Sounds wacky to me. It depends on the fact that authors of HEP articles are placing their research in and readers are reading them there. The only value provided by the publishers is as organizers of peer-review and as the final standard archive for authors, Promotion & Tenure (P&T) committees, funding agencies, etc.
It may work in a highly organized field of scholarly communication like HEP,but I doubt it is model for many others. Ultimately you have to ask yourself, if no one is reading the final journals why are we publishing them? Why not take the money and instead of transferring it to publishers,just organize the peer review yourselves? After all, the HEP researchers at CERN and elsewhere are the heart of the peer review system. The publishers are just managers and paper pushers. Also the journals' role as standards and archives has been built up over many decades because they are read. They are the way this scholarly community communicates. If that is no longer true then P&T committees etc. will eventually look elsewhere (e.g. for evidence of quality. Why not speed the process along?

Later in the day I was at the SPARC Forum on the OEM (Open Education Movement) think of this as OA to textbooks, syllabi, course materials, etc. Here are some links that might interest you:

The Cape Town Declaration

Flat World knowledge
Open Courseware at MIT
Make Textbooks Affordable. A PIRG that works to make textbooks more affordable.

All interesting stuff and worth a look.

Friday, January 23, 2009

Blogging from Midwinter 2009 -- 1

For the next few days I will be adding some entries from ALA Midwinter in Denver.
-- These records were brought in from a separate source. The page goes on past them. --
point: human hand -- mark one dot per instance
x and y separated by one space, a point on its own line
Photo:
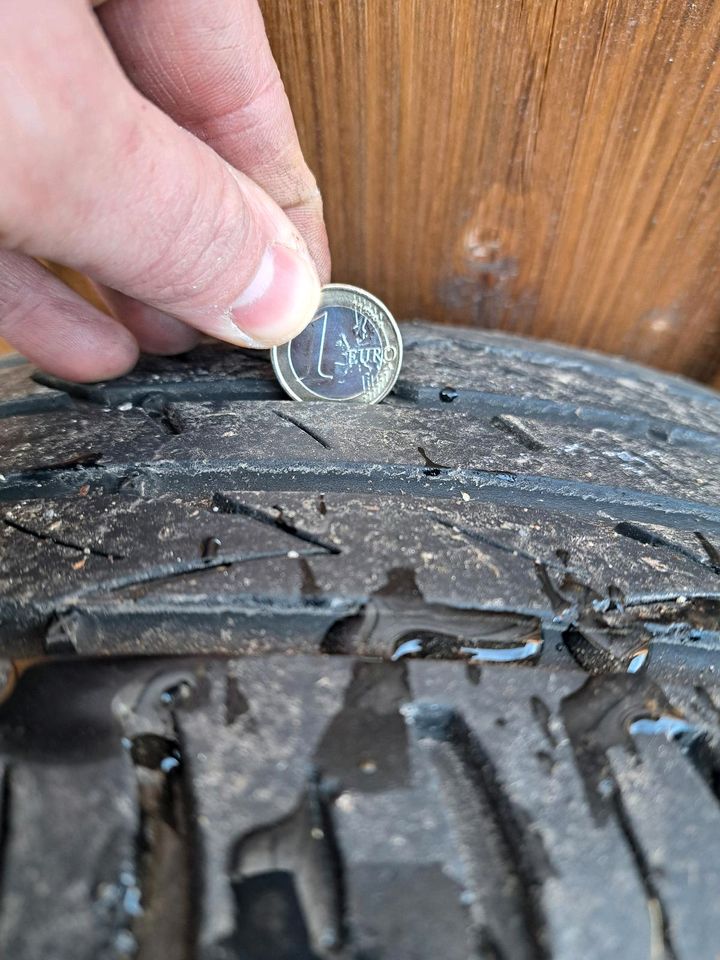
150 145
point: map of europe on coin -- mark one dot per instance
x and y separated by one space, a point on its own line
351 350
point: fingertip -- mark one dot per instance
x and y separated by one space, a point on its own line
277 304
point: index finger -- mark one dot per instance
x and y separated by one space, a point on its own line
209 66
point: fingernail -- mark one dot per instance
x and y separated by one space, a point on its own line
280 300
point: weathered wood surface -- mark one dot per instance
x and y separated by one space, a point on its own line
547 168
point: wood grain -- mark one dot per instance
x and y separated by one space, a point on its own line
542 166
548 168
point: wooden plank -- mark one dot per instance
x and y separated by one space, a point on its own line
548 168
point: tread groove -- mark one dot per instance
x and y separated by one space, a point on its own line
293 421
463 763
59 541
227 504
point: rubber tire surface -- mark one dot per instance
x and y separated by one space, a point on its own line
430 679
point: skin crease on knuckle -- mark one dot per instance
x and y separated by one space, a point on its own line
55 150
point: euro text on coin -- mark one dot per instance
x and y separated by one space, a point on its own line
351 350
Library Workforce Development Really no crisis here. Employers -- libraries -- will adjust. They will stop doing certain things they can't find suitable candidates for at the right price, reposition others as non-MLS positions, and find automated solutions to others. In the meantime library schools will ramp up production of new MLS students if they have students clamoring to get in. Students will only do so if well paying jobs are out there with a good ROI for the cost of the degree (which means an expection of a career,not just a first job.)

Wednesday, January 21, 2009

The inauguration

We had a wonderful event in the library on Tuesday January 20th. About 50 people showed up. We just gathered around the plasma, since the cable in the Bib Lab was inexplicably not working, turned up the sound, and watched the historic events unfold on the Mall in Washington.

This was the latest in a series of political events in the library that started soon after I arrived with a viewing party for the 2006 mid term election, continued with the Super Tuesday primary. I was then delighted to work with the Office of Student Involvement and Leadership on campus on a big election night viewing party on Mills Lawn in November. But this one was special.